Figure 6. Confusion matrix for Model 1 based on PPW features.

Figure 7
Confusion matrix showing actual versus predicted classes for four groups. Diagonal elements represent correct predictions: 102 for Group1, 128 for Group2, 81 for Group3, and 103 for Group4. Color intensity indicates frequency.

Figure 7. Confusion matrix for Model 2 based on ECG features.

Figure 8
Confusion matrix displaying the performance of a classification model across four groups. Actual classes are on the y-axis and predicted classes on the x-axis. Darker blue indicates higher values, with Group 1 and Group 2 having strong diagonal values of 124, signifying correct predictions. Other groups show varying misclassifications, such as Group 3 with 89 correct and 41 misclassified as Group 4. Color gradient ranges from light to dark blue.

Figure 8. Confusion matrix for Model 3 based on PPW and ECG features.

Figure 9
Bar chart comparing the performance of three models across four metrics: accuracy, precision, recall, and F1-score. Model 1 is shown in blue, Model 2 in red, and Model 3 in green. Model 3 performs highest in all metrics, with scores around 74 to 75 percent.
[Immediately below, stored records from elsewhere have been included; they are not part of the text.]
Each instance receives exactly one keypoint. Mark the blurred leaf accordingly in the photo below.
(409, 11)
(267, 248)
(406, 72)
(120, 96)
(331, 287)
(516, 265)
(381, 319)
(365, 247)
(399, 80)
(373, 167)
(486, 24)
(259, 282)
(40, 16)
Models 1 and 2 have similar, lower scores around 68 to 69 percent.

Figure 9. Comparison of models based on differrent datasets.

3.4.3 Establishment and comparison of models utilizing different algorithms

3.4.3.1 Hyperparameter optimization of different models

In this section, we present the establishment and comparative analysis of models constructed using various algorithms. The objective was to assess the performance of different computational methods in predicting the CHD and its associated comorbidities.

In addition to the baseline random forest model (referred to as Model 3 in Section 3.4.2), which incorporating PPW, ECG, and demographic features, we developed the modes using support vector machine (SVM), bagged decision tree (BDT) and A feature-selected RF model (FS-RF) using the same dataset.

In this study, we employed the Grid Search method to optimize the hyperparameters of the RF, SVM, and BDT models. The specific configurations are outlined below: For the RF and BDT models, the hyperparameters that we optimized include the number of trees (with a search range set from 50 to 200) and the minimum number of samples required at a leaf node (with a search range set from 1 to 3). By fine-tuning these parameters, we aimed to find an optimal balance that ensures the model sufficiently learns the data while avoiding overfitting. For the SVM model, the hyperparameters that we optimized are the penalty coefficient C (with a search range of 10–8 to 108) and the kernel coefficient gamma (with a search range of 10–8 to 108). Through Grid Search, we were able to identify the hyperparameters that yield the best performance of the model on the validation set.

3.4.3.2 RF model with feature selection

A feature-selected RF model (FS-RF) was constructed based on importance scores generated by the RF algorithm. For the FS-RF model, we adopted a systematic feature selection approach combining feature importance ranking and Sequential Forward Selection (SFS). First, all features were ranked based on their importance scores calculated by the RF algorithm, as shown in Figure 10. Subsequently, SFS was applied to iteratively incorporate features while evaluating model performance using 5-fold cross-validation accuracy. The analysis revealed that the model achieved peak accuracy when the top 34 most important features were included, as demonstrated in Figure 11. Further addition of features led to a decline in validation accuracy, indicating the onset of overfitting. This optimal feature subset achieved a balance between predictive performance and model simplicity, making it an ideal choice for our prediction task.

Figure 10
Bar chart showing the importance of various factors. Age has the highest importance, followed by BMI, T-value, T5, T6, and T7. The importance decreases gradually across other factors, including different intervals, segments, and values.

Figure 10. SF-RF model ranked the features based on their importance scores.

Figure 11
Line chart showing accuracy against selected feature number from 0 to 45. Accuracy rises sharply from 0.35 to around 0.7 at feature 3, then fluctuates slightly between 0.65 and 0.75.

Figure 11. RS-RF model accuracy based on different selected features.

3.4.3.3 Performance comparison of different models

To begin with,the dataset underwent appropriate preprocessing. The SMOTE was employed to address class imbalance. Subsequently, the dataset was partitioned into training and testing sets. All models underwent optimized through 5-fold stratified cross-validation.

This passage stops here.